Nike inc. Balanced Scorecard & the Financial Perspective-Module 1 – SLP
The purpose of the Session Long Project is to give you the opportunity to explore the applicability of the module to your own life and work. This is done in a number of different ways—sometimes with cumulative papers, sometimes with practical hands-on experimentation, sometimes with reflections on a place of work or life. The common thread is personal application, aimed at demonstrating a cumulative knowledge and understanding of the course material.
For this course, the Session Long Project will take the form of putting together background from each of the four perspectives for a balanced scorecard approach to an organization or organizational unit with which you are familiar. In the final module (Module 5), you will have a go at strategy mapping. You won’t be building a complete Balanced Scorecard—that would be far beyond our current scope—but you’ll have a chance to see what goes into it and how it gets put together into a coordinated whole. As in the Cases, you’ll be drawing on your previous coursework to help.
The Module 1 assignment has two parts. First, identify an organization in which you have access to at least some information concerning financial data, staffing and human resource systems, marketing and customer relations, information systems, and operations. While most material on the Balanced Scorecard is written from the private, for-profit point of view, it’s perfectly possible to use this approach with public or non-profit organizations as well.
For the second part of this assignment, consider the organization’s mission and strategy from the perspective of its financial operations (from your work on the Case, your previous coursework, and your background reading, you should be reasonably clear what such operations are). In this section of the assignment you’ll begin to identify objectives and measures relevant to that perspective. If you’re unclear on just what objectives and measures are, here is a presentation that describes what they are and how to write them: Objectives, Measures, Targets & Action Plans.
SLP Assignment Expectations
When you have thought about it and made your selection, specify (in 2–3 pages):
- The name of your organization
- What this organization does—its mission, vision, and overall strategy
- The access you have to information about this organization.
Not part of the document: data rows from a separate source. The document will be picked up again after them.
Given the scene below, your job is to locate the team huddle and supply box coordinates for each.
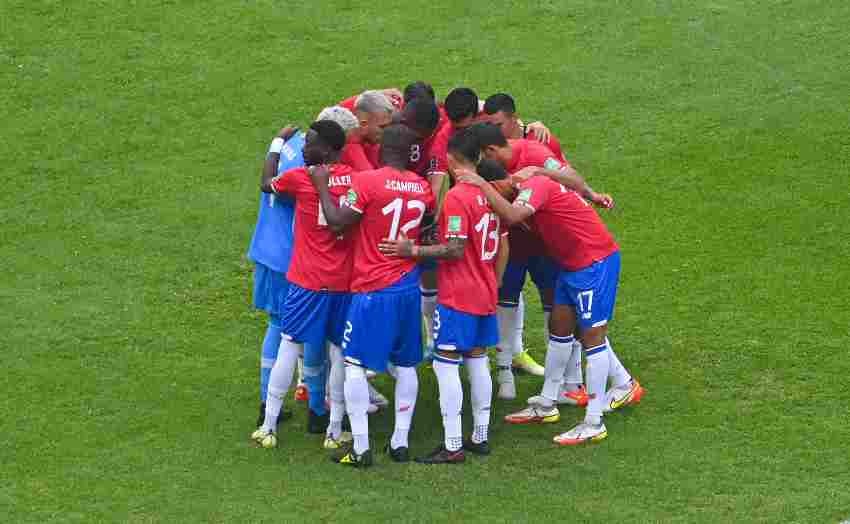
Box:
[249,82,644,467]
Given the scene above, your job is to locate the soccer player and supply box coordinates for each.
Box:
[312,124,436,467]
[461,126,643,445]
[380,132,508,464]
[340,91,395,171]
[251,120,353,448]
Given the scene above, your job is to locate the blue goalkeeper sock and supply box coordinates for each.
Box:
[260,314,282,402]
[304,344,328,416]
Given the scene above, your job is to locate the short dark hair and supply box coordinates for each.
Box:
[447,129,481,164]
[403,97,440,134]
[443,87,478,122]
[404,80,437,104]
[469,122,508,149]
[484,93,516,115]
[475,158,508,182]
[310,120,345,151]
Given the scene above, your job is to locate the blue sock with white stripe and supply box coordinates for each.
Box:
[260,314,282,402]
[584,342,609,425]
[540,335,575,403]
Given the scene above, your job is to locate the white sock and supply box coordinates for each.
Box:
[584,342,608,424]
[496,306,517,384]
[564,340,584,391]
[540,335,575,402]
[263,338,302,431]
[433,357,463,451]
[298,354,304,384]
[327,344,345,439]
[605,337,632,388]
[419,286,437,341]
[344,363,369,455]
[512,294,525,356]
[390,366,419,449]
[463,355,493,444]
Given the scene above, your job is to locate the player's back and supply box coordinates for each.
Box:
[346,166,434,293]
[437,184,504,315]
[517,176,619,271]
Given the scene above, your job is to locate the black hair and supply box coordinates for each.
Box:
[469,122,508,149]
[484,93,516,115]
[404,80,436,104]
[475,158,508,182]
[310,120,345,151]
[447,129,481,164]
[403,97,440,135]
[443,87,478,122]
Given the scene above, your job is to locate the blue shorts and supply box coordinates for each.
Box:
[254,262,289,315]
[434,304,499,353]
[499,256,560,307]
[342,270,422,371]
[555,251,620,329]
[280,284,351,348]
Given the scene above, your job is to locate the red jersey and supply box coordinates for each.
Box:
[437,184,507,315]
[343,167,434,293]
[339,136,379,171]
[272,164,353,291]
[514,176,620,271]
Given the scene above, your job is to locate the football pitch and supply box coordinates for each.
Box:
[0,0,850,523]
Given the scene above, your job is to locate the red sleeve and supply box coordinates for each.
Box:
[515,176,552,212]
[440,191,469,239]
[271,167,304,195]
[343,173,372,215]
[339,142,375,171]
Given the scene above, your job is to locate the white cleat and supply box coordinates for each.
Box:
[552,422,608,446]
[251,427,277,449]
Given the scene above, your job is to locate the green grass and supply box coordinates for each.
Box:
[0,0,850,522]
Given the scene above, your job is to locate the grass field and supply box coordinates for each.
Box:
[0,0,850,522]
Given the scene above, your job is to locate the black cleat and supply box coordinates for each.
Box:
[463,439,490,455]
[257,402,292,427]
[416,444,466,464]
[307,409,330,435]
[384,443,410,462]
[331,448,372,468]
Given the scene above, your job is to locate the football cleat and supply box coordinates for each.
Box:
[603,379,646,413]
[512,351,545,377]
[552,422,608,446]
[251,427,277,449]
[307,409,330,435]
[384,443,410,462]
[331,449,372,468]
[294,384,310,402]
[558,386,589,408]
[463,439,490,455]
[505,397,561,424]
[416,444,466,464]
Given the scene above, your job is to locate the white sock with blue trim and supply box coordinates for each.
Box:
[584,342,609,425]
[433,355,463,451]
[540,335,575,405]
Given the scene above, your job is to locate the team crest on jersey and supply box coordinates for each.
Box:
[543,157,564,171]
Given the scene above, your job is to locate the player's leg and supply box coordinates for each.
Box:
[386,284,422,462]
[496,261,525,400]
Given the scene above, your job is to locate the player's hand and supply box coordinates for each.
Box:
[378,233,414,258]
[455,168,487,187]
[275,124,298,140]
[307,164,331,188]
[525,122,552,144]
[590,192,614,209]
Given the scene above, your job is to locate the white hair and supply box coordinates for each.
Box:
[354,91,395,114]
[316,106,360,133]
Remember, you’ll need information about its financial performance, marketing, internal operations, strategy, and management systems.
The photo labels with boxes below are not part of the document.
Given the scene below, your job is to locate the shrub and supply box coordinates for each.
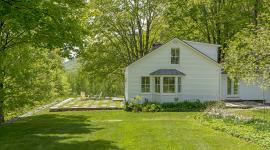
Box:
[124,96,142,112]
[125,100,217,112]
[142,103,161,112]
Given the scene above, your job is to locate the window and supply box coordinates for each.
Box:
[155,77,160,93]
[233,79,239,95]
[227,78,232,95]
[171,48,180,64]
[178,77,182,93]
[163,77,175,93]
[227,77,239,95]
[141,77,150,93]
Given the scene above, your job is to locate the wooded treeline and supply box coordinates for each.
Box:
[79,0,270,92]
[0,0,85,123]
[0,0,270,122]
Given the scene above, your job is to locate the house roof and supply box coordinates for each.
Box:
[126,38,220,69]
[181,40,218,63]
[150,69,185,76]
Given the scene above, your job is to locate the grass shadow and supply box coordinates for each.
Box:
[0,114,120,150]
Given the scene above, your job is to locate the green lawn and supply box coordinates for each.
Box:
[0,111,260,150]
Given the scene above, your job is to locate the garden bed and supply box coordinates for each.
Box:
[50,98,124,112]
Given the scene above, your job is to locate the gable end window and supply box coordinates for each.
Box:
[163,77,175,93]
[171,48,180,64]
[141,77,150,93]
[178,77,182,93]
[155,77,160,93]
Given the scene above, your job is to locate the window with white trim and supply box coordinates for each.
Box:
[227,77,239,95]
[177,77,182,93]
[141,77,150,93]
[163,77,175,93]
[155,77,160,93]
[171,48,180,64]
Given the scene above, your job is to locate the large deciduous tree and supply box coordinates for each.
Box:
[81,0,165,75]
[224,27,270,88]
[0,0,84,123]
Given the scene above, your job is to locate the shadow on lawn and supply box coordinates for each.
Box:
[0,114,120,150]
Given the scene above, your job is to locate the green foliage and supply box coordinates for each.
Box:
[67,70,124,96]
[4,45,70,119]
[124,98,219,112]
[224,26,270,88]
[201,114,270,149]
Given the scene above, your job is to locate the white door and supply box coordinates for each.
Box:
[227,77,239,98]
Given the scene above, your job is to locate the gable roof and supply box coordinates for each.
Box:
[150,69,185,76]
[126,38,220,68]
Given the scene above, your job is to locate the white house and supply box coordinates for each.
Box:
[125,38,270,102]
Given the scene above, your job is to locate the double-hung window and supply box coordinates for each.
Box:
[227,77,239,96]
[178,77,182,93]
[141,77,150,93]
[155,77,160,93]
[163,77,175,93]
[171,48,180,64]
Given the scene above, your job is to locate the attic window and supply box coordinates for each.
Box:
[171,48,180,64]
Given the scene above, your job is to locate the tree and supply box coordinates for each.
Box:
[0,0,84,123]
[224,26,270,88]
[4,45,70,119]
[79,0,166,92]
[166,0,270,61]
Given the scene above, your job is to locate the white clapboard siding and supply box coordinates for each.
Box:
[125,39,220,102]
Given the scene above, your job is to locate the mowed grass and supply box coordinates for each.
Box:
[0,111,261,150]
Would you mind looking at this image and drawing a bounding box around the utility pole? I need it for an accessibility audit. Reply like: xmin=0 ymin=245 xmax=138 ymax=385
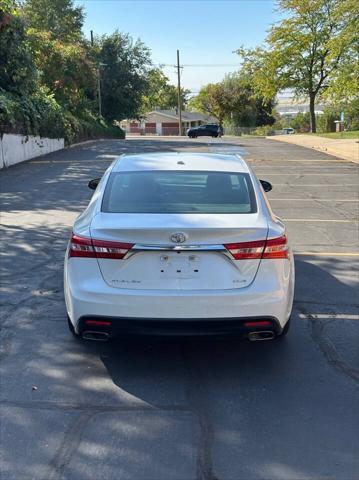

Once you’re reasonably clear on what’s involved, think about your organization and its finances, and then:
- Identify at least three objectives for improving the organization’s financial position and show how they relate to the mission, vision, and strategy of the organization.
- For each objective, develop at least one meaningful performance measure (metric).
- For each objective, identify at least one expected level of performance (target).
- For each objective, identify at least one new action or program that needs to be developed to ensure successful implementation of the organization’s strategy (initiative).